Tuesday, April 9, 2013

At current levels of around one million immigrants per year, immigration makes the U.S. economy (GDP) significantly larger, with almost all of this increase in GDP accruing to the immigrants themselves as a payment for their labor services

For American workers, immigration is primarily a redistributive policy. Economic theory predicts that immigration will redistribute income by lowering the wages of competing American workers and increasing the wages of complementary American workers as well as profits for business owners and other “users” of immigrant labor. The best empirical research that tries to examine what has actually happened in the U.S. labor market aligns well with economy theory: An increase in the number of workers leads to lower wages.
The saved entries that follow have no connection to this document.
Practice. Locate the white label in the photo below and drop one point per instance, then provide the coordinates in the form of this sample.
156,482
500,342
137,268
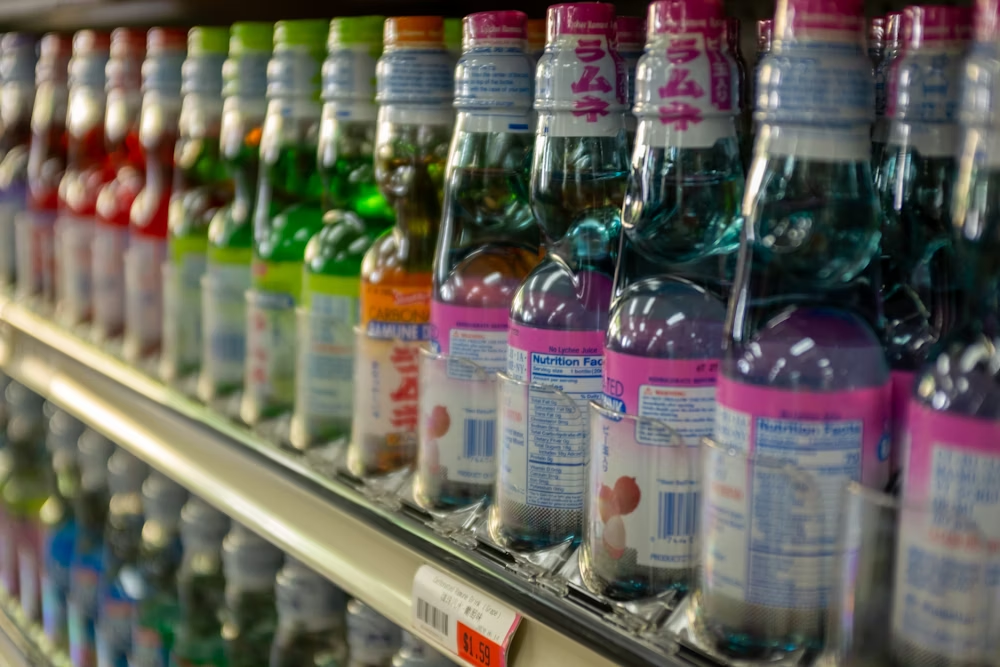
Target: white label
74,237
144,292
107,254
224,322
461,620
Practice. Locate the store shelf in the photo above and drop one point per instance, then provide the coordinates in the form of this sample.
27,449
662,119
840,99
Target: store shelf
367,548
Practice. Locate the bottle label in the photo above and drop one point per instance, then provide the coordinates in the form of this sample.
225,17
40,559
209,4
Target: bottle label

The presence of all immigrant workers (legal and illegal) in the labor market makes the U.S. economy (GDP) an estimated 11% larger ($1.6 trillion) each year. This “contribution” to the aggregate economy, however, does not measure the net benefit to the native-born population. Of the $1.6 trillion increase in GDP, 97.8% goes to the immigrants themselves in the form of wages and benefits; the remainder constitutes the “immigration surplus” — the benefit accruing to the native-born population, including both workers, owners of firms, and other users of the services provided by immigrants. The standard textbook model of a competitive labor market yields an estimate of the immigration surplus equal to $35 billion a year — or about 0.2% of the total GDP in the United States — from both legal and illegal immigration. The immigration surplus of $35 billion comes from reducing the wages of natives in competition with immigrants by an estimated $402 billion a year, while increasing profits or the incomes of users of immigrants by an estimated $437 billion. The immigration surplus or benefit to natives created by illegal immigrants is estimated at around $9 billion a year or 0.06% of GDP — six one-hundredths of 1%. Although the net benefits to natives from illegal immigrants are small, there is a sizable redistribution effect. Illegal immigration reduces the wage of native workers by an estimated $99 to $118 billion a year, and generates a gain for businesses and other users of immigrants of $107 to $128 billion.